Almost all Prime meat is bought from a handful of Midwest meat packers, principally IBP out of Nebraska, Monfort out of Colorado, and Excel out of Kansas. These companies don't raise cattle; they slaughter and pack it up in a Cryovac bag for shipment to wholesalers, retailers and restaurants. If the meat is left in the Cryovac bag with its own juices, "wet aging" (actually a form of decay) takes place at a slower rate. "Dry aging" refers to meat removed from the bag and aged in cold, dry lockers, a process preferred by the best steakhouses.

Because of the proliferation of steakhouses around the country, many industry veterans wonder just how low competitors are willing to go to get what they call Prime.

"Listen," says Pat Cetta of Sparks, which maintains its own proprietary aging cycle, "The difference between Choice and Prime can be $6 or $7 a pound, and some guys are buying black Angus, which is a stockier animal with a shorter loin, but it's not the best breed for a great steak. Others use what are called 'gravy cuts,' whose water-soluble proteins and collagens go out of the meat when it's cooked and make good gravy. That doesn't happen in a great steak."

Other steakhouse owners don't worry quite so much about the supply of Prime. Ruth Fertel, owner of the Ruth's Chris chain, argues, "the truest supply-and-demand commodity is beef. As long as there's a demand for Prime, the producers will produce it. If Ruth's Chris is going to open up another two or three units, I call my supplier three or four months in advance and tell him what our needs will be and he'll have the meat for us."

While most industry spokespeople say that kind of supply and demand can be met, they caution that raising cattle for Prime is not quite as mechanical as building VCRs--or as predictable. The facts of animal husbandry dictate that it takes about two-and-a-half years for a steer to grow big enough for slaughter, and, based on the breed and the individual animal's genetics, there's no assurance that you'll get a steer with enough interior fat to grade out at Prime.

"No large producer targets Prime," says Terry Dockerty, director of meat-science programs at the National Livestock and Meat Board. "It's just not very economical for a producer to feed an animal longer so that it grows much fatter. Remember, it is the meat packers who request the grading, not the producers." Harry Katz of Stockyards Packing Co., a Chicago wholesaler, agrees: "I don't think anybody is taking out cattle just to make them Prime meat. I couldn't. And right now, if a new account of mine wanted to buy only Prime, I'd have to turn them down. There's just not enough out there."
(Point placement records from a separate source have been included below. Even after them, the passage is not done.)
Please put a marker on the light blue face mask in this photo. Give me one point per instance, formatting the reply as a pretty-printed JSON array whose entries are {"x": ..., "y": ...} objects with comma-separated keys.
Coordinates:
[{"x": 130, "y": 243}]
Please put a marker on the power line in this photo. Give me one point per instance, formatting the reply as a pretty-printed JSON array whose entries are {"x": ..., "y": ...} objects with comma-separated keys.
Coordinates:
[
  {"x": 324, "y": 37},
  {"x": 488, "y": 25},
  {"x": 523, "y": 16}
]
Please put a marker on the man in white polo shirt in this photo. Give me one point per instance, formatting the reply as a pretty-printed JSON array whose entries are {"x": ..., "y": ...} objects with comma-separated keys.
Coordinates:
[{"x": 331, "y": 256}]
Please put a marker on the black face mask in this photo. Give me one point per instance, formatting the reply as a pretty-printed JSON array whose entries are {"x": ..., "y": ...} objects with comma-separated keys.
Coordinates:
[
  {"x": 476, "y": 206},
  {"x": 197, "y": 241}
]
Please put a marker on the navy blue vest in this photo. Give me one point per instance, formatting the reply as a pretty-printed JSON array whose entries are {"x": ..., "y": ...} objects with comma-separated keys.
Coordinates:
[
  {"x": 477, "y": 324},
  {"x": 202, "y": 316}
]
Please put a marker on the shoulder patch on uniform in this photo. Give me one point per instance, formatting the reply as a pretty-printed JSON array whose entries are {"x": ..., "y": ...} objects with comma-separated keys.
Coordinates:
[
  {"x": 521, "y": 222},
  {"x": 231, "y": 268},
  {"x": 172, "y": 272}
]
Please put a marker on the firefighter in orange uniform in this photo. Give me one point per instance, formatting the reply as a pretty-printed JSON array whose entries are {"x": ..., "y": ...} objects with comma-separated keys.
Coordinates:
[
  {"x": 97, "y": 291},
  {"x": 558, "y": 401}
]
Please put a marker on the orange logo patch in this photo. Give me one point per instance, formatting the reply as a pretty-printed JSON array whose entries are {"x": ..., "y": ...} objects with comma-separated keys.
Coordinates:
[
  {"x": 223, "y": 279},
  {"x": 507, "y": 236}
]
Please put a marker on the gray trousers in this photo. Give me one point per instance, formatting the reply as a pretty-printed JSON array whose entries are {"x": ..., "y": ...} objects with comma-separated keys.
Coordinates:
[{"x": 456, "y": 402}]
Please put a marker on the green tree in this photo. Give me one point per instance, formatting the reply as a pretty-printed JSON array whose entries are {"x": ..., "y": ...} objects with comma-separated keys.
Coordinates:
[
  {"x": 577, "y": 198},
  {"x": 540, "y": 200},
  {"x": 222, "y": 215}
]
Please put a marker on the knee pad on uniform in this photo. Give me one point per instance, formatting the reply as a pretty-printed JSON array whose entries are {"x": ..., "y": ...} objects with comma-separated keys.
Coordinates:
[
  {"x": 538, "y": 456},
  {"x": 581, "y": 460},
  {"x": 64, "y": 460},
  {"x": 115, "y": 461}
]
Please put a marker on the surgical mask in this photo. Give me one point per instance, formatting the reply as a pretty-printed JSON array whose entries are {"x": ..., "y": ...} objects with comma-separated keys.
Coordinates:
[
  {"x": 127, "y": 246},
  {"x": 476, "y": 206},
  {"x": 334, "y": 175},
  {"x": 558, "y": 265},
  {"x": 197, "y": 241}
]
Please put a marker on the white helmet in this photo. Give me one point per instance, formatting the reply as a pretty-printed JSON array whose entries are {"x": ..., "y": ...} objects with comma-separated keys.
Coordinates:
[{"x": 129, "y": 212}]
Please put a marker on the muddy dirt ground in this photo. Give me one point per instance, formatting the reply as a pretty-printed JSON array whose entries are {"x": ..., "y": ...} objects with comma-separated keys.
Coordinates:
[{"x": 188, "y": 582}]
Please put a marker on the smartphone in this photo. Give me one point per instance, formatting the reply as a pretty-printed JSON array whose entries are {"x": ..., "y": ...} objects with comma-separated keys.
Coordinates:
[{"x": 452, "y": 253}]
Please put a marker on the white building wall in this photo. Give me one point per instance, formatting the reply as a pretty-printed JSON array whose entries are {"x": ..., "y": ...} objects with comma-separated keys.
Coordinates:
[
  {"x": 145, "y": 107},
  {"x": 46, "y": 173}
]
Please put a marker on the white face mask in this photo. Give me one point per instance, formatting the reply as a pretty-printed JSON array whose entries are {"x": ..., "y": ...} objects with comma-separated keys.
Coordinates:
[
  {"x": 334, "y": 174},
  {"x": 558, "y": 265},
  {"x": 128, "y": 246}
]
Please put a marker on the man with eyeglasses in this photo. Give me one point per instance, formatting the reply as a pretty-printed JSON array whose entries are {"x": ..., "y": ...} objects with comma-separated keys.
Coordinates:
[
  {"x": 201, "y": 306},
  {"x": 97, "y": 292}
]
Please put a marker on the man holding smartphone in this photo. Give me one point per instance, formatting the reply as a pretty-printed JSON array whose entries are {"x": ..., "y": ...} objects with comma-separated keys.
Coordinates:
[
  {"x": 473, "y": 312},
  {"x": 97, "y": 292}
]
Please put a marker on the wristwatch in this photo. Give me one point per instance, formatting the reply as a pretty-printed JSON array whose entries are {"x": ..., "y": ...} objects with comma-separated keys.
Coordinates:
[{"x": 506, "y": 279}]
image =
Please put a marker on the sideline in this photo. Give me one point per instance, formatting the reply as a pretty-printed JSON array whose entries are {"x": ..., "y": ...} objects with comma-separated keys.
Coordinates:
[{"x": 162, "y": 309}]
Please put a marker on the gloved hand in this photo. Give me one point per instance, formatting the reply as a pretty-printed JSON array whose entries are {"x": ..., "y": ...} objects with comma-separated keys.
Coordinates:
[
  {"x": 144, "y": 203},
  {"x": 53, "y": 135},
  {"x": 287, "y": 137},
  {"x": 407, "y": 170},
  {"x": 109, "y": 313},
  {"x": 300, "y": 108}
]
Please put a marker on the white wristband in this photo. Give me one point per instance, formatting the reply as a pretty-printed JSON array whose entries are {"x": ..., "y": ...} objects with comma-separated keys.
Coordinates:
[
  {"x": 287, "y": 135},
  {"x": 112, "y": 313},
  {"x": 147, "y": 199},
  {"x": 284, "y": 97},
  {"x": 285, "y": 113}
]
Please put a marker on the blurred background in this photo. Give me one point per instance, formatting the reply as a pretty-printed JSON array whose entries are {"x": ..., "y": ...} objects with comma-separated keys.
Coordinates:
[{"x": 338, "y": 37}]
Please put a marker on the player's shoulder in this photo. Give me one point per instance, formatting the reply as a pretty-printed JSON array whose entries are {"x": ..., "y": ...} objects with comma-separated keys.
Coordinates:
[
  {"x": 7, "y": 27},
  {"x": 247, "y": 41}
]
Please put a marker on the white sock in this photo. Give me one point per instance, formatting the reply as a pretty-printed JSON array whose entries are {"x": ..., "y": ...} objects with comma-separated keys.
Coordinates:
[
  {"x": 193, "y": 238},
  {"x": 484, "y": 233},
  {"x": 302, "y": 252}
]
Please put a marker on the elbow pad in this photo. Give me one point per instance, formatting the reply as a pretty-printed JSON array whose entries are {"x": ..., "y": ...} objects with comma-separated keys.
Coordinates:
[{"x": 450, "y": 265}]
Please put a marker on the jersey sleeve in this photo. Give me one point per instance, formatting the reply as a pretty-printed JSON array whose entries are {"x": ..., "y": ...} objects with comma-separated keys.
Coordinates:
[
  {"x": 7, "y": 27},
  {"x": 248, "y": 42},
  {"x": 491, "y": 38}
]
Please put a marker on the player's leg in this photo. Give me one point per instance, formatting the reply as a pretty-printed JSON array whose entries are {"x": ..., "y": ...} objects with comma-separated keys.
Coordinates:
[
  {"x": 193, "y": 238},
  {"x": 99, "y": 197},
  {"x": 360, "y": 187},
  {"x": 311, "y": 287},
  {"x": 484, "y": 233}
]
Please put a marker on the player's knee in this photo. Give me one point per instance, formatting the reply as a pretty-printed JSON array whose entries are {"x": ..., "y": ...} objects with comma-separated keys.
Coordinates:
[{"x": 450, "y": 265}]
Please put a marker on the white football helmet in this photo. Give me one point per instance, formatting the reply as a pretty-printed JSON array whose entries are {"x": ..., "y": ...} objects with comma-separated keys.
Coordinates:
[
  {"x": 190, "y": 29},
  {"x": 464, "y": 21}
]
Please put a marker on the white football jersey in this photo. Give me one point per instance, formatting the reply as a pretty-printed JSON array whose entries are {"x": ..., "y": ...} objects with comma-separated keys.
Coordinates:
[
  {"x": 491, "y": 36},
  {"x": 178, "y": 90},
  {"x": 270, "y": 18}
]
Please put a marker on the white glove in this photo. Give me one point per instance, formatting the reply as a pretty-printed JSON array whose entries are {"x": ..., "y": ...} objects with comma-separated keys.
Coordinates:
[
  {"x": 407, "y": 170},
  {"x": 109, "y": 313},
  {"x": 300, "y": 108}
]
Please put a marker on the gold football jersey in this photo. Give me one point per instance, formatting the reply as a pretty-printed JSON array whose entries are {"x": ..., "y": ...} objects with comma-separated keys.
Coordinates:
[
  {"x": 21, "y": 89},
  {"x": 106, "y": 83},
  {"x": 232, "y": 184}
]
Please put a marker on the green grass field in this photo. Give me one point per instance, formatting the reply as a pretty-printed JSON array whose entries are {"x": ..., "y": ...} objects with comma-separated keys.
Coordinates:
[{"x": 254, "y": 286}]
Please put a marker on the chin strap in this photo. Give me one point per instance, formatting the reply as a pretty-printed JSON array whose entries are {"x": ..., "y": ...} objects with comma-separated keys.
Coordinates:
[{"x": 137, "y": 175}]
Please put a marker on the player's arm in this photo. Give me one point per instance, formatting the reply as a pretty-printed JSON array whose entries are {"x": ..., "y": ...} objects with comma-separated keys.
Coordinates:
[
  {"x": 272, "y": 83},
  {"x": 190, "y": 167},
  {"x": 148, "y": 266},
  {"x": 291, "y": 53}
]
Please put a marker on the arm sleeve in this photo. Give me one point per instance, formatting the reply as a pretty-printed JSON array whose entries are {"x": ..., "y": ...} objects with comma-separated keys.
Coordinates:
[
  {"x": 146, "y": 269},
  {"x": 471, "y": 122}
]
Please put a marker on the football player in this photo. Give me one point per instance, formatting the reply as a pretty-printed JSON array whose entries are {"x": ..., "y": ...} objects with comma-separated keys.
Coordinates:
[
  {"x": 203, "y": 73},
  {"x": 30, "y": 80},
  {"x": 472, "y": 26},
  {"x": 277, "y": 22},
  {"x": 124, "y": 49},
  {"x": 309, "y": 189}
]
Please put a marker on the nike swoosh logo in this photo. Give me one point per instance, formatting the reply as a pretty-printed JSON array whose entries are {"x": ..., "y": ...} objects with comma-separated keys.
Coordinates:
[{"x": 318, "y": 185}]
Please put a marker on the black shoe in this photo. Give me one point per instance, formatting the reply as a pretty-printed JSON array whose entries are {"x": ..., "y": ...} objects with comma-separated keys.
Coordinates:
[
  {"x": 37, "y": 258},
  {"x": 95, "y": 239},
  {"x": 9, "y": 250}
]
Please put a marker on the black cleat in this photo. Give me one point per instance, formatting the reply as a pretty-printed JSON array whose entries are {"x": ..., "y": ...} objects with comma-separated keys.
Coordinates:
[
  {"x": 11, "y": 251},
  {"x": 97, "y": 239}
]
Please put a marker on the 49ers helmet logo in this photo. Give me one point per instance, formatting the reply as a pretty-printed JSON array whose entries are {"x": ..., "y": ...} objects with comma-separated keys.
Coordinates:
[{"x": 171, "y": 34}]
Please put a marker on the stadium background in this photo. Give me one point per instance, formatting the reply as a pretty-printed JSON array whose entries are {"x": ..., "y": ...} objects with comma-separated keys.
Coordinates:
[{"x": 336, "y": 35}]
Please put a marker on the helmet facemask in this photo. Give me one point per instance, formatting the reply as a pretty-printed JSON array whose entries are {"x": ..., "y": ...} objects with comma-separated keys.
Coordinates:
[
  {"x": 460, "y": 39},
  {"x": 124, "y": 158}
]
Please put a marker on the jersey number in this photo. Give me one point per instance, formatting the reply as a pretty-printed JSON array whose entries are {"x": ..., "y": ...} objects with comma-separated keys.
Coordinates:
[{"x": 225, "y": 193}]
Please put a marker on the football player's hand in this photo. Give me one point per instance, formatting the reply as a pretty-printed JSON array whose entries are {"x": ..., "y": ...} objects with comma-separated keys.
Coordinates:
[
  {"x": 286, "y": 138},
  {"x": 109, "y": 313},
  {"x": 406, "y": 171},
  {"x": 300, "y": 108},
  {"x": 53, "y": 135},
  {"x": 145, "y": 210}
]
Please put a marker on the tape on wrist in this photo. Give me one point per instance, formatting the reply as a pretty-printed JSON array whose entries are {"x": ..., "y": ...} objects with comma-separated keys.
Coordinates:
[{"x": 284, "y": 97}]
The fact is, Prime is more or less an accident of breeding, not a coerced result. "To a small extent, you can bulk up an animal by extra feeding," says Jens Knutsons, director of economic research and industry affairs for the American Meat Institute, "but it's really a function of genetics. There are about 70 different breeds of cattle in this country, and only a very few make a good beef animal because they tend to put on the kind of intermuscular fat that producers want. Producers don't want external fat, because they have to trim it off and their yield is lower. But the main thing is that some individual animals put on more fat while others in the same herd, eating the same feed, don't. And those fatter steers are the ones that grade Prime after they've been slaughtered."

As Pat Cetta says, "There's no mystery to it. People are waiting for a magic supplier or producer. It doesn't exist. You just have to be able to look at an individual carcass and cartilage and say, 'that one's good; that one's not so good.' We buy only the best of what's in the market."

Another bone of contention has to do with what the animal eats. Some, like Ruth Ferrel, swear they use only animals raised on corn.

Others, like the Chicago Chop House, contend that finishing off a steer on alfalfa gives it a nice sweet flavor. And others in the industry say it's almost impossible to tell what the animal ate. "Fat's fat," says one producer.